Case study: Crooksandliars.com converts from Wordpress to Drupal
Crooks and Liars is an American liberal blog, which was founded in August of 2004, during the 2004 Presidential election, by John Amato. It was the first video style blog around, starting in a pre-YouTube era. Crooks and Liars has a team of about a dozen volunteers, including administrators, contributors and moderators. Crooks and Liars has grown immensely since its birth, now averaging over 230,000 unique visitors per day and over 330,000 page impressions.
Evolution
Crooks and Liars originally started out on Radio Userland , which served as its home for two years. After that we started exploring other blogging platforms. At that time we were averaging around 100,000 hits per day. We decided to move to Wordpress , which could handle our smaller team of only 4 at the time.
As the site continued to grow and we were approaching the 200,000 hits per day mark, we started experiencing a lot of down time from server overloads. We were utilizing the famous wp-cache plugin for Wordpress, as well as hosting the database on a single master and two slaves, using the HyperDB class for Wordpress to handle the replication.
While investigating the problems we realized one of our problems was the high level of comments the site receives per day – around 2,000. Being a political blog we also attract a lot of disruptions in our comments, which meant a larger work load for our small moderation team of volunteers.
CMS Selection
With our increased down time, we had to start looking for another CMS solution. We also had plans on expanding the site beyond just being a political blog, so that meant we need something that could handle our future plans.
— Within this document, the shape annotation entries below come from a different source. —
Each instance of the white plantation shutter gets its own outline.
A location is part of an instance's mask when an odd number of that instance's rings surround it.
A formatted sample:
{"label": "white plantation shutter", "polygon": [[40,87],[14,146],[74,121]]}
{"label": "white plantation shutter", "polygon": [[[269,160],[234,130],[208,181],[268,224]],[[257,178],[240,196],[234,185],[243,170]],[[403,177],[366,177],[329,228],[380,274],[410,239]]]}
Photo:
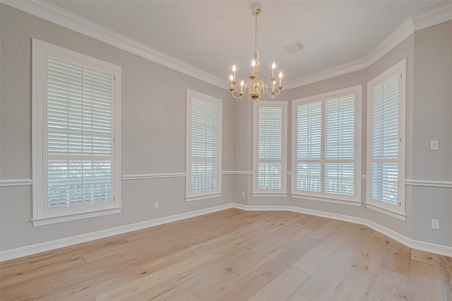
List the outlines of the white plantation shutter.
{"label": "white plantation shutter", "polygon": [[49,209],[112,201],[112,75],[47,57]]}
{"label": "white plantation shutter", "polygon": [[372,197],[398,204],[398,95],[400,74],[376,85],[372,91]]}
{"label": "white plantation shutter", "polygon": [[285,193],[287,103],[255,106],[254,192]]}
{"label": "white plantation shutter", "polygon": [[367,84],[367,206],[405,220],[406,61]]}
{"label": "white plantation shutter", "polygon": [[218,107],[191,99],[191,192],[217,188],[218,164]]}
{"label": "white plantation shutter", "polygon": [[355,195],[355,94],[325,102],[325,192]]}
{"label": "white plantation shutter", "polygon": [[321,191],[322,104],[297,106],[296,189]]}
{"label": "white plantation shutter", "polygon": [[294,101],[293,195],[359,201],[362,87]]}
{"label": "white plantation shutter", "polygon": [[32,47],[33,226],[121,212],[121,67]]}
{"label": "white plantation shutter", "polygon": [[187,90],[187,141],[186,199],[221,192],[220,99]]}

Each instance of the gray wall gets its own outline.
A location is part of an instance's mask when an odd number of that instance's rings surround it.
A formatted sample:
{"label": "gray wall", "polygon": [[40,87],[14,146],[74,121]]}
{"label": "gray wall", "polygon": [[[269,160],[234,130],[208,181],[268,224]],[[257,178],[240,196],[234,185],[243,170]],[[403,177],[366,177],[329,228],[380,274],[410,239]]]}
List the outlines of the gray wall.
{"label": "gray wall", "polygon": [[[235,101],[227,90],[6,5],[0,4],[0,179],[31,178],[31,37],[122,67],[123,175],[185,171],[186,88],[223,100],[223,171],[252,171],[252,103]],[[451,39],[452,21],[420,30],[364,70],[284,90],[280,98],[290,101],[362,85],[362,174],[365,175],[367,82],[407,59],[406,178],[451,181]],[[292,108],[291,103],[288,104],[290,171]],[[432,140],[439,140],[439,151],[429,151]],[[290,185],[290,178],[287,180]],[[222,197],[185,202],[184,178],[123,180],[121,214],[35,228],[30,221],[31,186],[1,187],[0,250],[232,202],[245,205],[290,205],[362,217],[410,238],[452,247],[452,224],[448,221],[452,213],[451,188],[407,185],[408,217],[402,221],[364,205],[356,207],[290,197],[252,197],[251,185],[250,175],[223,175]],[[362,188],[364,201],[365,180]],[[153,209],[154,201],[160,202],[160,209]],[[440,231],[430,228],[431,219],[441,219]]]}
{"label": "gray wall", "polygon": [[[452,21],[415,32],[413,94],[412,178],[452,181]],[[430,150],[431,140],[439,140],[439,150]],[[412,238],[452,246],[452,188],[408,188]]]}
{"label": "gray wall", "polygon": [[[122,175],[185,172],[186,89],[222,99],[222,169],[234,169],[236,102],[207,84],[4,4],[1,6],[0,178],[32,177],[31,38],[122,67]],[[232,202],[234,176],[222,197],[186,202],[185,178],[122,181],[121,214],[33,228],[31,185],[0,188],[0,250],[109,229]],[[154,201],[160,202],[155,209]],[[13,231],[11,231],[13,229]]]}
I had been running my personal blog on Drupal since the 4.7 days, having moved from Wordpress myself, so I was already aware of a noticeable performance increase plus a greater framework in which to expand upon. This instantly put Drupal ahead of the rest. I then decided to confirm through a series of tests. I setup default installations of Wordpress 2.3 and Drupal 5. I only enabled the core caching mechanisms in both setups and populated them with the exact same data and display options. Both systems also used the default themes and features. After running a series of tests through JMeter, I quickly confirmed my beliefs and even exceeded them as I saw Drupal was able to handle about eight times the requests per second as Wordpress, both on the front page and the same single post view with 157 comments.
Hardware
We are running Crooks and Liars off of four servers. One server is strictly to handle our videos, then the rest are divided up as such:
- WEB – 2.66 GHz quad code Xeon with 8gb of ram running NetBSD 4.
- MySQL - 2.4 Ghz Core 2 quad with 4gb of ram, running NetBSD 4.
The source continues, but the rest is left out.